A story of Democrazia Proletaria, or, in case there is a need to explain, both the DP party and that strange experiment of the same name that, in one way or another, tried to bring together under one roof the good things that existed to the left of the PCI in the seventies and eighties. Maybe the timing was wrong, maybe the minds were always quick to divide into a thousand microcurrents, but who knows, today perhaps a party like this could aspire to much better results than the meager (and already victorious in themselves) 2% to which it was accustomed for twenty years.

Let's be clear, in Italy being leftist and not identifying with either the "bourgeois" PSI or the "workerist" PCI was heresy. Other secular leftist formations that still referred to socialist values counted for nothing, just good for propping up some staggering DC government when needed. Born at the end of the seventies, DP would have the merit of carrying forward a series of issues, in a purely opinion-party style, that perhaps are more relevant today than at the time, ahead of their time: civil rights, pacifism, environmentalism, and international issues. If the PCI, which nonetheless viewed any movement to its left with disdain, was too rigid, bigoted, and moralistic, and too caught up in historical or less historical compromises, that cumbersome universe full of symbols and sickles and hammers to its left wanted nothing to do with staying still. From the Sixties and the Student Movement would arise an infinity of often ephemeral experiences, yet always vital, constantly undecided between "movement" and "party", and you had to be really blind not to realize that something new was coming, that the "traditional parties" to a part of a generation were beginning to smell musty and there was a need for more pickets and leaflets and fewer dealings with Vatican emissaries.

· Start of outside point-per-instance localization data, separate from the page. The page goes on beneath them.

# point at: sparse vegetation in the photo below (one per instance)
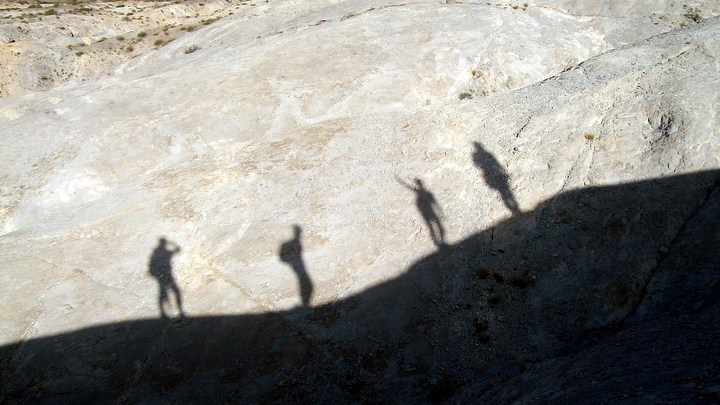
(465, 95)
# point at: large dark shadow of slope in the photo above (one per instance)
(602, 276)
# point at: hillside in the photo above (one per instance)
(361, 200)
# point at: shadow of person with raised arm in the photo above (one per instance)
(428, 207)
(160, 267)
(291, 253)
(495, 176)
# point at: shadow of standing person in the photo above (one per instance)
(495, 176)
(160, 267)
(291, 253)
(428, 207)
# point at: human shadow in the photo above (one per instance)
(160, 268)
(496, 177)
(291, 253)
(428, 207)
(613, 290)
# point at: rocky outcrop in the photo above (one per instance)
(347, 204)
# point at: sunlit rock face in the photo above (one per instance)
(294, 155)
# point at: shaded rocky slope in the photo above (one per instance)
(559, 329)
(471, 207)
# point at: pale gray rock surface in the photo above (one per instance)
(569, 147)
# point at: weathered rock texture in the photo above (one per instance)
(370, 200)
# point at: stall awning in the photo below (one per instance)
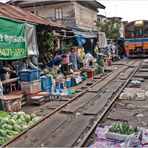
(84, 34)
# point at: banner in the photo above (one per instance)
(12, 40)
(31, 40)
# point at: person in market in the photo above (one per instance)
(24, 64)
(5, 69)
(81, 55)
(108, 49)
(73, 59)
(89, 59)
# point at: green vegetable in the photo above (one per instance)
(15, 117)
(33, 116)
(9, 127)
(27, 118)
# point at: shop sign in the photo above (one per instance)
(12, 39)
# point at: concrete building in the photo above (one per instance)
(69, 13)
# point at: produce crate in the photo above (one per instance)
(46, 81)
(90, 74)
(29, 75)
(37, 100)
(29, 96)
(123, 131)
(31, 87)
(48, 89)
(12, 103)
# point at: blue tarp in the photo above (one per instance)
(81, 41)
(84, 34)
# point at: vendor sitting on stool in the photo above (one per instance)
(57, 88)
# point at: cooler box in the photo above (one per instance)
(73, 82)
(46, 81)
(90, 74)
(12, 103)
(31, 87)
(48, 89)
(45, 94)
(29, 75)
(68, 83)
(37, 100)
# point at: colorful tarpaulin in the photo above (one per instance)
(12, 39)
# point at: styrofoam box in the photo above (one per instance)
(31, 87)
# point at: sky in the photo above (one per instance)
(128, 10)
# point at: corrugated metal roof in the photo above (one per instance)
(25, 3)
(15, 12)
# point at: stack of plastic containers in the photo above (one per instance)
(30, 83)
(46, 82)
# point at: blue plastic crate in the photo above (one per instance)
(73, 82)
(29, 75)
(68, 84)
(46, 81)
(48, 89)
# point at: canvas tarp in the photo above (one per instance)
(17, 39)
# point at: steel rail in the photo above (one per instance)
(56, 110)
(83, 142)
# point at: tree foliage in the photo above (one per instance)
(111, 28)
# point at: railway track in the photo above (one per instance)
(71, 123)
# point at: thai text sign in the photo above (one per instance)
(12, 39)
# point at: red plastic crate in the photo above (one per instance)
(90, 74)
(12, 103)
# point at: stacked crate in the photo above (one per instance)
(30, 83)
(46, 84)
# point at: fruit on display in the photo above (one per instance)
(13, 123)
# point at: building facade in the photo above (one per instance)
(70, 13)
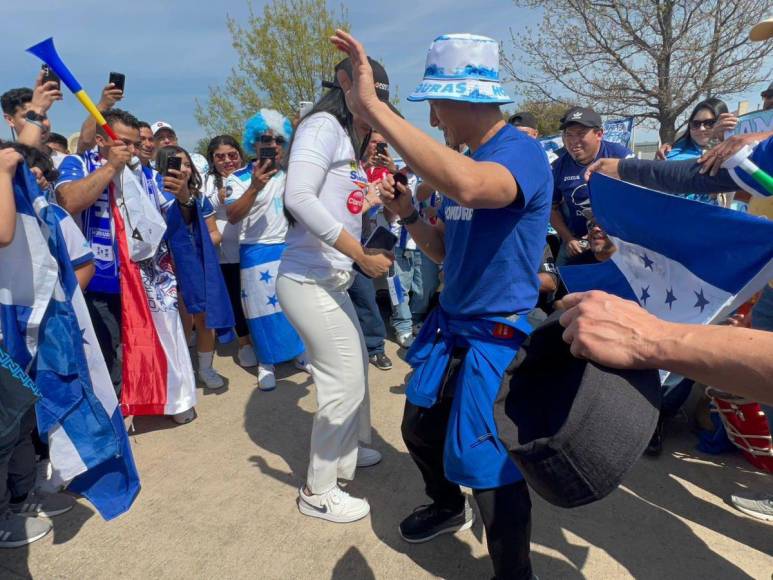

To provide the complete list of all those groups would be a Herculean task, with formations often having a very short lifespan and often spent doing "left-wing criticism" of someone else, possibly within the party itself. One above all to be remembered is Il Manifesto, those ugly heretics who, in the full '68, dared to be with heart and mind closer to Beijing and the Little Red Book than to Moscow and some dusty five-year plan. Thrown out of the PCI on charges of factionalism and promptly disavowed by l'Unità, they would become protagonists of those years as well, thanks to a daily newspaper which, cash problems permitting, is still in print today. Despite its small and almost clandestine size, DP managed to be not only the small megaphone of great themes, but often speaking into the megaphone were also great personalities, such as Foa, Capanna, Russo Spena, without forgetting the much-discussed candidacy of Paolo Villaggio in the '87 elections. Looking at the party symbol, a classic sickle and hammer in the background and a clenched fist in the foreground, you wouldn't think so, but DP managed to be truly a cross-sectional force, able to garner sympathies both among the dissatisfied of the PCI and among the "dissenting Catholics", those progressive Catholics who wanted nothing to do with staying under the cross shield, between the rediscovery of the Gospel and Liberation Theology. It would be impossible not to remember a figure like Peppino Impastato and his commitment against the Mafia "mountain of shit".

The eighties deal the final blow, with elections not going as hoped and splits, with that demoproletarian environmentalist spirit later embodied by formations like the Greens. '91 is the death knell, at Botteghe Oscure they change their corporate identity, a group of "dissidents" doesn't agree and they all merge into that other adventure that would become Rifondazione Comunista, a whole other story. Perhaps in the "golden days" even its own militants did not realize it, but truly the story of DP and in general all of the super left of the time often takes on the traits of an epic tale, between clashes, disagreements, splits, a project as big as often unrealizable, eternally crushed between Washington and Moscow, between State and BR.

Matteo Pucciarelli manages to tell the story of Democrazia Proletaria well, without nostalgia or undue praise, with a dry style and drawing on a good amount of testimonies from those who lived those years firsthand. Certainly, a fascinating work and an opportunity not only to reflect on the role of the "radical left" in Italy today but also to remember how a whole series of issues and battles come from a long way back.